O artigo de Esther Mucznik no “Público” de 8 de Maio de 2008 apresenta algumas contradições gritantes de que a autora parece não se ter apercebido.
Por um lado, ela cultiva o mito de uma nação judaica que viria de tempos imemoriais e que teria sobrevivido como nação ao longo de uma Diáspora milenar. Como esta versão é muito difícil de manter, admite que a grande maioria dos judeus alimentou, na sequência da revolução francesa e da sua emancipação política, o desejo de ser assimilada e de fazer parte doutros povos. Mas esse desejo, logo acrescenta Mucznik, não passava de uma “doce ilusão emancipadora”. E a explosão dos pogroms no Leste da Europa rapidamente terá ocasionado um surto do movimento sionista (espantoso como Mucznik apenas recorda os brutais pogroms russos e não a “civilizada” perseguição francesa contra Dreyfus).
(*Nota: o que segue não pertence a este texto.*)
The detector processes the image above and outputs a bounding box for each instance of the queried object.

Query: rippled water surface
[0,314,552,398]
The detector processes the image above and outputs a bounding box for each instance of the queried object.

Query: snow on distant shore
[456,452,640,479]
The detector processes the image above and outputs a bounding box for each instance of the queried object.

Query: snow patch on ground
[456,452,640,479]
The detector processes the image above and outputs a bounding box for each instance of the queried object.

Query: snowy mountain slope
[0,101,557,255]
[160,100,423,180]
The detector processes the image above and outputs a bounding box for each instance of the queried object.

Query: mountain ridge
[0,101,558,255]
Acontece que Mucznik não tem razão. Embora o sionismo tenha efectivamente sido concebido por Theodor Herzl no século XIX, ele era nesse tempo inteiramente marginal e nada atraente para os judeus. A “doce ilusão emancipadora” continuava, apesar das criminosas violências anti-semitas, a embalar uma grande parte dos judeus da Europa. Outros, despertados dessa “doce ilusão” procuravam construir um futuro em paragens distantes – principalmente no Novo Mundo, pouquíssimos na Palestina. Os sionistas, de direita ou de esquerda, continuavam a ser uma minoria ínfima entre os judeus.
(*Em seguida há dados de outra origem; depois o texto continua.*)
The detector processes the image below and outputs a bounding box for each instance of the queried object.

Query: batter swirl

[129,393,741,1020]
Isso mesmo acaba, aliás, por admitir Mucznik, sem grande coerência, ao afirmar que “foi o genocídio nazi um dos principais instrumentos da criação do Estado de Israel”. E, com efeito, a grande oportunidade do movimento sionista surgiu no pós-guerra, quando aos sobreviventes do Holcausto pareciam fechar-se as portas de até então: assimilação nos seus países ou acolhimento nas Américas. Mas continuava a não existir uma nação judaica. E também isso admite Mucznik, sem se dar conta, ao falar-nos na “errância desesperada de mais de cem mil sobreviventes desenraizados cuja única esperança era fugir da Europa e das suas sombras”. Notemos bem as palavras da “investigadora em assuntos judaicos”: os sobreviventes não queriam partir para a Palestina e sim “fugir da Europa”.
E, como continuavam a não ser uma nação, tiveram de ser metidos no molde do Estado israelita para daí sair essa nação. E Mucznik, para fazer a propaganda do Estado, volta a descair-se com a admissão de que foi ele a “cometer a proeza de forjar uma identidade própria forte”.
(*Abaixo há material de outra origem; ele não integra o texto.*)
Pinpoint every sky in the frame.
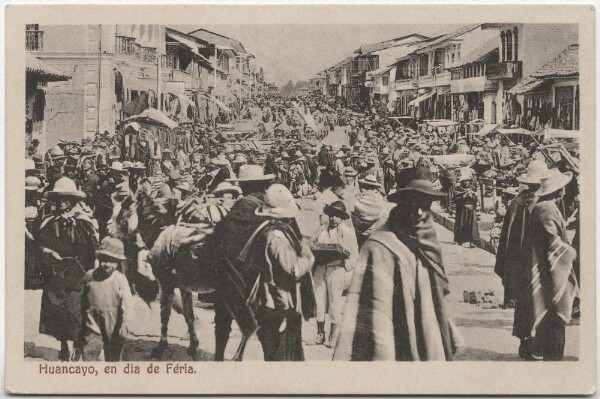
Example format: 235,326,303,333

Dos miríficos inimigos que espreitam esse “Estado de direito exemplar”, Mucznik apenas se refere especificamente ao Irão, um país onde continua a existir legalmente e com representação parlamentar uma significativa comunidade judaica. Classifica-o no entanto como uma espécie de regime nazi, através da referência a Mahmud Amadinedjad como o “pequeno Führer persa”. Devemos portanto esperar que o embaixador iraniano em Lisboa seja em breve visitado e calorosamente cumprimentado por Mucznik como o embaixador nazi o era nos anos 30 pelo antecessor de Mucznik, também dirigente da Comunidade Israelita de Lisboa, Moses Amzalak ...
Enfim, um pequeno esquecimento: ocupada a cultivar o mito do povo eleito, e a meter os pés pelas mãos cada vez que faz baixar esse mito à terra das realidades históricas, Mucznik esquece muito simplesmente a existência do povo palestiniano, como referiu Alan Stoleroff. Regressamos assim à fraudulenta propaganda sobre uma “terra sem povo” (a Palestina). O povo palestiniano, que Mucznik até agora só encarava como detalhe da História, deixa mesmo de ter direito a qualquer nota de rodapé. Deixou de existir na propaganda da “investigadora”.